Can’t jump? Go through hoops instead!
You’ve probably never heard of hoopers as it is a relatively new dog sport. Canine Hoopers UK was formed in 2017, to provide an activity that strives to protect the long term well-being of the dog by maintaining flowing courses of low impact obstacles. The aim is to direct your dog around a course of between 15 and 24 obstacles, including hoops, barrels, tunnels and a mat.
Tracey has been training in agility for over 30 years, but more recently has been doing flyball and hoopers as well, as she loves doing things with her dogs. She currently has 5 dogs; Harris 12 year-old terrier, Vali 9 year-old kelpie, Vader 5 year-old collie, Mouse 3 year-old kelpie and Zarko 14 week-old working cocker. Vali, Vader and Mouse regularly compete in agility, hoopers and flyball.
Why choose hoopers?
Tracey says “As my workaholic Kelpie gets older I wanted something to challenge us both, but without to much strain on his joints.
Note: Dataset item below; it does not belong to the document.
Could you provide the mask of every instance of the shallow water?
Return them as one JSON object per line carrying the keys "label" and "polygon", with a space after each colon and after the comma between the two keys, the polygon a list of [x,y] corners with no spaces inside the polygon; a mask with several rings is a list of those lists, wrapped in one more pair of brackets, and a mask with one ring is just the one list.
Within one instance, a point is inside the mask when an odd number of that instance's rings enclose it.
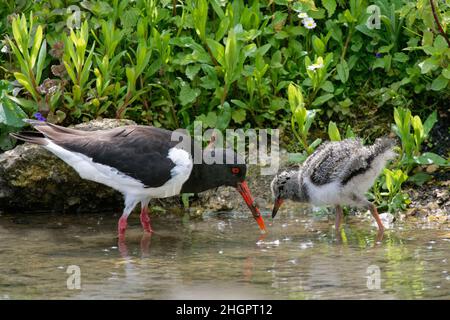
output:
{"label": "shallow water", "polygon": [[296,209],[265,237],[236,213],[157,216],[143,237],[138,216],[118,245],[111,213],[1,215],[0,299],[450,299],[448,224],[399,222],[377,243],[367,218],[336,236],[333,215]]}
Hoopers is perfect. And my younger Kelpie just wants to run as fast as possible so loves hoopers. It has also had a positive impact on her agility training.”
The sport aims to be inclusive, making sure that it is accessible to all dogs and handlers, in particular large and tiny breeds. It is also available to dogs which require a little extra space, patience or understanding and also to handlers with limited mobility.
Who can teach Hoopers?
All Accredited Canine Hoopers UK Instructors have been thoroughly assessed and only awarded accreditation when they prove their understanding, knowledge and teaching aptitude. Accredited Trainers are consistently teaching to a high standard, using only force-free training techniques.
Tracey says she did a training day in 2019. Then she completed the online good hoopers awards with her dogs in March 2020, before taking the instructors course and becoming an accredited CHUK instructor in May 2020.
What are the pros and cons of Hoopers?
The biggest positive about hoopers is that it is suitable for any age or breed of dog, although you need to have some basic obedience before you can start. Tracey says “the main challenge is to handle from a distance, as although you can run with your dog, you get extra points for staying behind lines or in boxes.”
There are regular competitions throughout the year, including a national finals. Tracey says “There is also an award scheme run in classes called the good hoopers award, where you can earn a fab rosette and certificate for foundation, bronze, silver and gold.”
Thanks Tracey for sharing the information about this exciting new dog sport!